When any of these categories is outstanding it can feel like the world is ending, which is exactly what our nervous system is designed to do.
Heres a quick break down;
H — Hungry
Is your blood sugar on the floor?
Have you consumed nothing but caffeine and spite today? Congratulations, your Gremlin is staging a coup.
Fix: eat literally anything that didn’t come out of a vending machine fight.
A — Angry (or Anxious)
Our Gremlins aren’t great at emotional literacy. Everything gets labeled as “MAD” or “AHHh.”

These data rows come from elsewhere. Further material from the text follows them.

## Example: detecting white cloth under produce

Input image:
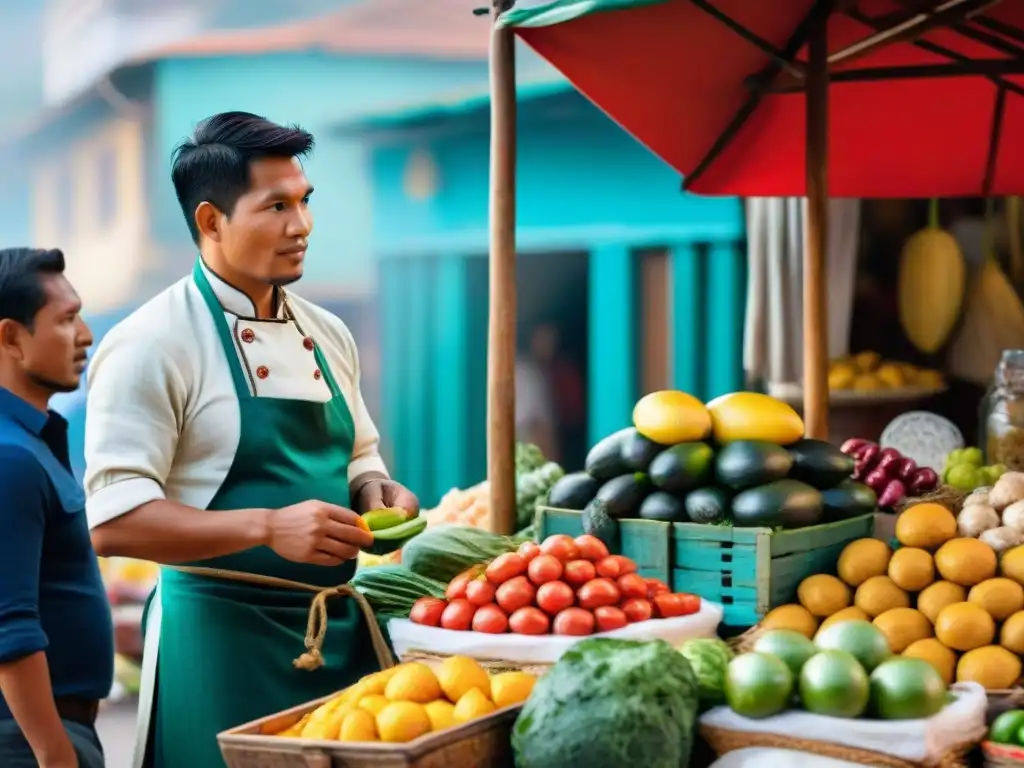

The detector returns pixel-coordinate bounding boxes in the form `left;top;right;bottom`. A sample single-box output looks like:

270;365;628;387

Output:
743;198;860;386
700;683;988;768
388;600;722;664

Sometimes anger is actually fear, sadness, or overwhelm wearing a leather jacket.
Fix:
- pace,
- stretch,
- shake your hands like you’re expelling demons, • say, “This is uncomfortable but not dangerous,” or
- scream into a pillow like a Victorian ghost.
L — Lonely
Your Gremlin is a social creature. Not necessarily people social—maybe “send meme to trusted human” social.
Fix:
Text someone, sit in a café, pet something fuzzy, or say one human sentence out loud.
T — Tired
Every single emotion is 800% worse when you haven’t slept. Gremlins become tiny drunk toddlers after 9pm.
Fix:
Nap, sit down, close your eyes for two minutes, burrito yourself in a blanket like a healing salve.

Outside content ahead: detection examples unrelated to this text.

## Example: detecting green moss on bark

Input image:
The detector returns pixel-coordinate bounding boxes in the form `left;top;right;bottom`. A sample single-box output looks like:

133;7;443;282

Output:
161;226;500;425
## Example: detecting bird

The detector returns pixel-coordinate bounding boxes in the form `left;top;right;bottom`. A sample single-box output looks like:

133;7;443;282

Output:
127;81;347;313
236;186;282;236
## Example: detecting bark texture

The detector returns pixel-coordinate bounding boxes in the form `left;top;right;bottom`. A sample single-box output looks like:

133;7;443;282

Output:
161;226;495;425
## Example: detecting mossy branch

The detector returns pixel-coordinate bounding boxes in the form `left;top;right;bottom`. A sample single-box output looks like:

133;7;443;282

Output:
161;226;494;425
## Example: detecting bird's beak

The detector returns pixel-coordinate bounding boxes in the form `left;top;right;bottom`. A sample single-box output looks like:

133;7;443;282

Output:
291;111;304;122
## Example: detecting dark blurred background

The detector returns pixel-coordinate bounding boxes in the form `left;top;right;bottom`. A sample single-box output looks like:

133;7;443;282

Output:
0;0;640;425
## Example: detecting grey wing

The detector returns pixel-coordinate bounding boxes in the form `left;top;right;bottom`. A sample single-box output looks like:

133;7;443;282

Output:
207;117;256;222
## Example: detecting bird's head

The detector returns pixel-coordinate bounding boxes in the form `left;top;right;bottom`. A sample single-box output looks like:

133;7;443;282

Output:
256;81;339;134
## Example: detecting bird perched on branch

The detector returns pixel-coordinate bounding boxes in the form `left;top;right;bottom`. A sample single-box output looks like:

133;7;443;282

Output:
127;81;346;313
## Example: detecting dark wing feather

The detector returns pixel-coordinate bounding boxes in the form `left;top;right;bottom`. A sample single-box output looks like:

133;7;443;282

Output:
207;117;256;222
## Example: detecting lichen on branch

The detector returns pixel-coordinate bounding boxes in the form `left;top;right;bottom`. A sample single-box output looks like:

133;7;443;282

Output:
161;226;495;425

Self-Soothing = Gremlin Enrichment Activities
Sometimes our inner coding will tell us that self-soothing is not something an adult should need or do. However, the fact is that self-soothing will help you re-regulate faster than a self-imposed lecture ever will.
Here are some of my favorite Self-soothing activities:
- warm drink
- soft textures
- cozy nook
- familiar show
- weighted blanket
- stepping outside for one (1) lungful of fresh air
- letting your brain stare blankly at a wall like it’s buffering
When You Treat the Gremlin with Care… It Stops Biting
This is the part people underestimate.
The Inner Child Gremlin doesn’t need you to be perfect.
It needs you to show kindness, curiosity, and maybe a nap.
So next time you’re spiraling?
Check if the Gremlin is just hungry.